The good and monetary

The amazing Starr Foundation announced a $10 million gift for stem cell institute at University of Miami.

No “bad’ this week. I’ll jump right to the ugly….

The Ugly

Paradoxically, the ugly headline of the week is a story about trying to look beautiful using stem cells. An ABC news sensational story hypes a “4-hour, Whole-Body ‘Face Life” using stem cells. OMG. The story is really almost like an ad for the procedure and only notes vaguely that some experts warn that such procedures need more study. Hmm….

Have a good weekend!

5 thoughts on “TGIF: stem cell headline weekly review for May 4”

  1. I’ve googled the Geron Q1 conference a bit, and gotten these results:

    Official press release: http://ir.geron.com/phoenix.zhtml?c=67323&p=irol-newsArticle&cat=news&id=1690555

    This guy seems to have invested in Geron and is not too unhappy about the company. He seems kind of disappointed of their bailing out of ESCs, though:
    http://geron-bt.blogspot.com.es/

    This is Geron’s current ESC site, where they make a call for partners for their cell therapy projects.
    http://cell-therapies.geron.com/
    It’s a shame, really. Apparently they had quite a few more things besides spinal cord regeneration going on:
    http://cell-therapies.geron.com/stem-cell-platform

    Let’s hope ACT’s trial is a success. It might encourage others to pick up Geron’s offer in this regard.

  2. Taylor Anderson

    Here is my definition of ugly for the week. Geron Q 1 confrence call as CEO dodges answering questions from Shareholders about the HESC progarams being devested from Geron. 80% of Individual shareholders supported and invested in Geron for its stem cell programs. 30% of the stock is owned by insiders and institutional investors. The same 80% would have invested more money to support those programs. The CEO has said there is no reversing the direction back to Stem cells and regenerative medicine. Geron has also shelve the telomerase stimulator GRN510 which they may sell off.
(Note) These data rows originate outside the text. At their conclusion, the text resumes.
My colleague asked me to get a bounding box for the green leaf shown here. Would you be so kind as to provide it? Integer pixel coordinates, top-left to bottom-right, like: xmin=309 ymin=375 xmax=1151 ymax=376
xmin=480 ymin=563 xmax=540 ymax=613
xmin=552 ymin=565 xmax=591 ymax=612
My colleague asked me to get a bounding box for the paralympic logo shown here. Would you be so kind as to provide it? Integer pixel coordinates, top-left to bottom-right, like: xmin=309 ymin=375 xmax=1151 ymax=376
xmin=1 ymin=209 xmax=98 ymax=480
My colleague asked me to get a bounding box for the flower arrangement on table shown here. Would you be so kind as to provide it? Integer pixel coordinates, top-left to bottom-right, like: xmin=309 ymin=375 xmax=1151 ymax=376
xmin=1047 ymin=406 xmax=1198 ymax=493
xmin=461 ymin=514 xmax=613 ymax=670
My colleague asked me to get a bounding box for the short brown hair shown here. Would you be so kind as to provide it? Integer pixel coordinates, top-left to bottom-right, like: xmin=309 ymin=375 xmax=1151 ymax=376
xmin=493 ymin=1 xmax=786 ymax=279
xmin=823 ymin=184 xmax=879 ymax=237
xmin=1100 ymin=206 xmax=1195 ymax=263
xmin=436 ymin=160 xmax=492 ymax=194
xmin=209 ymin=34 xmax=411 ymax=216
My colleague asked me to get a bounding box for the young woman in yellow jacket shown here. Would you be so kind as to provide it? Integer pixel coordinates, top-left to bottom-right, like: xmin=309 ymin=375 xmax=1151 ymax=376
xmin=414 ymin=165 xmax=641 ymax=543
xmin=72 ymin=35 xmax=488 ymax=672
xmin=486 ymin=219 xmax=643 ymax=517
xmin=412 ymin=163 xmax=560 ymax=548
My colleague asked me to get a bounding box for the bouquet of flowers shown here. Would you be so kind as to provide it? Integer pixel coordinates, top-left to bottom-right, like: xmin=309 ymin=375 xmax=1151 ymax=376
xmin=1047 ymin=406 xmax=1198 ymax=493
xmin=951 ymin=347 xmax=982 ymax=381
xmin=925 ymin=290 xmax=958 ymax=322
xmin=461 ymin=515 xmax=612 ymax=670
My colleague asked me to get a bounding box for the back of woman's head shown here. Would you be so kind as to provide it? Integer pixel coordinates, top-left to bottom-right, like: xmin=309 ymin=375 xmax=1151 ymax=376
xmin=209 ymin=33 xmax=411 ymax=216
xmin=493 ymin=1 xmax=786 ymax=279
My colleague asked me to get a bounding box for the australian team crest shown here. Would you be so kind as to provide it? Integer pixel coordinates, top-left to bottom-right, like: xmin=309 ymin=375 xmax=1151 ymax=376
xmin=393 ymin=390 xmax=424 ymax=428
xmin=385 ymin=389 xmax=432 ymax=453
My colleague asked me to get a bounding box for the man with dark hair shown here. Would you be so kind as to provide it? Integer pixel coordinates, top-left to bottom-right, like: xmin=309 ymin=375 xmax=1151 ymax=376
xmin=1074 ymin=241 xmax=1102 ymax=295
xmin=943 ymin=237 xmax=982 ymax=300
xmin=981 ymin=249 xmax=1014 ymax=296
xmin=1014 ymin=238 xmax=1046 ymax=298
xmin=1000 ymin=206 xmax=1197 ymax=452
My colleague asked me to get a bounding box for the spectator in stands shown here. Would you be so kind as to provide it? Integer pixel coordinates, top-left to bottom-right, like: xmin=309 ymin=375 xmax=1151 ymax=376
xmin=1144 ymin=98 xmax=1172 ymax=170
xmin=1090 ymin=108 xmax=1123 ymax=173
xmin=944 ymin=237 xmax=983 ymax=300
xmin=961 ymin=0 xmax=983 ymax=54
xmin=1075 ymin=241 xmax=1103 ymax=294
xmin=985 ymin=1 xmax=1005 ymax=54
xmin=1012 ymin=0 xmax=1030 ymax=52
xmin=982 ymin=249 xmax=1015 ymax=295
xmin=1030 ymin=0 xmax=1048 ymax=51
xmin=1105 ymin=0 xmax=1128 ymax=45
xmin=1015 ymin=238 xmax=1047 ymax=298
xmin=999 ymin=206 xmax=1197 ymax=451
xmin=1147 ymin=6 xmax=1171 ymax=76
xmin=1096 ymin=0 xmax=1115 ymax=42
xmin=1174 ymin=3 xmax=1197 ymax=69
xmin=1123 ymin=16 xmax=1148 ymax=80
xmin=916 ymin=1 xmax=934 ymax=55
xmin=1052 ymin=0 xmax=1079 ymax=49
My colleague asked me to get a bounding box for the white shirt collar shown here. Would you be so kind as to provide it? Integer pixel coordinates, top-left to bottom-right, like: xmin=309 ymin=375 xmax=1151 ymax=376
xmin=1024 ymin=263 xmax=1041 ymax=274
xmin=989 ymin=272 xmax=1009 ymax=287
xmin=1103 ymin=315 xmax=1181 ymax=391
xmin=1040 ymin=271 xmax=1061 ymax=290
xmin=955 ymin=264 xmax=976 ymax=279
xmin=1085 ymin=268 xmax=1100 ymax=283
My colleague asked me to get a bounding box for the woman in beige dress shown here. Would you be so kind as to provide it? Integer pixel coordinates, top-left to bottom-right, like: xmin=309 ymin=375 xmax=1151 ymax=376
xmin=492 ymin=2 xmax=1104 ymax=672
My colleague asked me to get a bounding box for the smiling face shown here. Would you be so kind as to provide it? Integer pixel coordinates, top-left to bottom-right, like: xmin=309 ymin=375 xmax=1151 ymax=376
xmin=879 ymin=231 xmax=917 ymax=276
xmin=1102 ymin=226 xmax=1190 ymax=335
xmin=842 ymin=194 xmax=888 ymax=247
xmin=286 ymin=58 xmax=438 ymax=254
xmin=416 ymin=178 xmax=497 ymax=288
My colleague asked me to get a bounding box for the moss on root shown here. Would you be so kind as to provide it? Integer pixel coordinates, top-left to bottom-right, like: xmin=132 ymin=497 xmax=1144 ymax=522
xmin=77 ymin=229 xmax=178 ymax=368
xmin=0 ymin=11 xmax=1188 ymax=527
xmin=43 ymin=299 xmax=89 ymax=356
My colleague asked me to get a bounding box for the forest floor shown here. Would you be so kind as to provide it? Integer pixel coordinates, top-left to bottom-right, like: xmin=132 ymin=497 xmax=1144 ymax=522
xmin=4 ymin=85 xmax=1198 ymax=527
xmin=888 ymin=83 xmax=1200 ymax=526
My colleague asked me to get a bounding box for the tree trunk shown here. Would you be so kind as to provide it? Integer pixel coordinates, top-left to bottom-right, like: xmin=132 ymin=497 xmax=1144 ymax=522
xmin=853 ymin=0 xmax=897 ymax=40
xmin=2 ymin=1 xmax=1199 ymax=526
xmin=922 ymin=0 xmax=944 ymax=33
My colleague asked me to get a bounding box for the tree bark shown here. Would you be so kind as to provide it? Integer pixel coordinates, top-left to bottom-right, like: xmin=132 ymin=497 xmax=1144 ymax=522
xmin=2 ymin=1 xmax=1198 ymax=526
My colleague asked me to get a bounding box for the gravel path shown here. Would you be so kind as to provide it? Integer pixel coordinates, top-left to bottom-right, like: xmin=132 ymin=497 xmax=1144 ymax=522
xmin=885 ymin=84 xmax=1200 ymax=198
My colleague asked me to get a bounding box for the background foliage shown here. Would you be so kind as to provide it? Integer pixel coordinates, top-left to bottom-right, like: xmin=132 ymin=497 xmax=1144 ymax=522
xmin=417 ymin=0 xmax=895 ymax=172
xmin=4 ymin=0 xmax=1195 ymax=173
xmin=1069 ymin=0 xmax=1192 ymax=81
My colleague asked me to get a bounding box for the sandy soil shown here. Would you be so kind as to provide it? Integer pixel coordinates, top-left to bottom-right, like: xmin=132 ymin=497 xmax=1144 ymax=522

They spent 24 million to buy GRN510 out of their China JV 1 1/2 years ago.

      1. Taylor Anderson

        Mary here is the link to access hearing about the Q1 CC from the Geron Site. Dr Scarlett the CEO of Geron does not want to talk about any of the effeorts to partner the HESC programs. http://ir.geron.com/phoenix.zhtml?c=67323&p=irol-EventDetails&EventId=4763977
        Shareholders who get on the line at the end of the CC want to get information. Dr. Scarlett has whiped out regenerative medicine from the Geron company history on the new company website. http://www.geron.com/history
        GRN510 was TAT153 when it was in the JV it is the telomerase stimulator they were developing for pulminary fibrosis. http://www.dailymarkets.com/releases/2010/05/19/geron-says-fibrotic-diseases-development-candidate-tat153-improved-lung-function-in-animal-model-update/
        My E mails with investor relations at Geron last December confirmed that Geron was still developing the pre clinical data for GRN510 with an accademic collaborator. When I asked how GRN510 would fit in the new Geron in January I was told they would sell or partner it off like the rest of the HESC programs. Geron is selling off their GRNVAC2 dendridic Cell cancer vacine as well even though they were going to get phase 1 funding from the DDO in the UK. Information on UK funded GRNVAC2 top of page 8. The target was HLA2-A2+ patients with prostate carcinoma. http://science.cancerresearchuk.org/prod_consump/groups/cr_common/@fre/@gen/documents/generalcontent/research-update-issue-6.pdf
        Geron is going to be a Cancer only company now and Dr. Scarlett and yet they shut down one of their most promissing program in the cancer pipeline.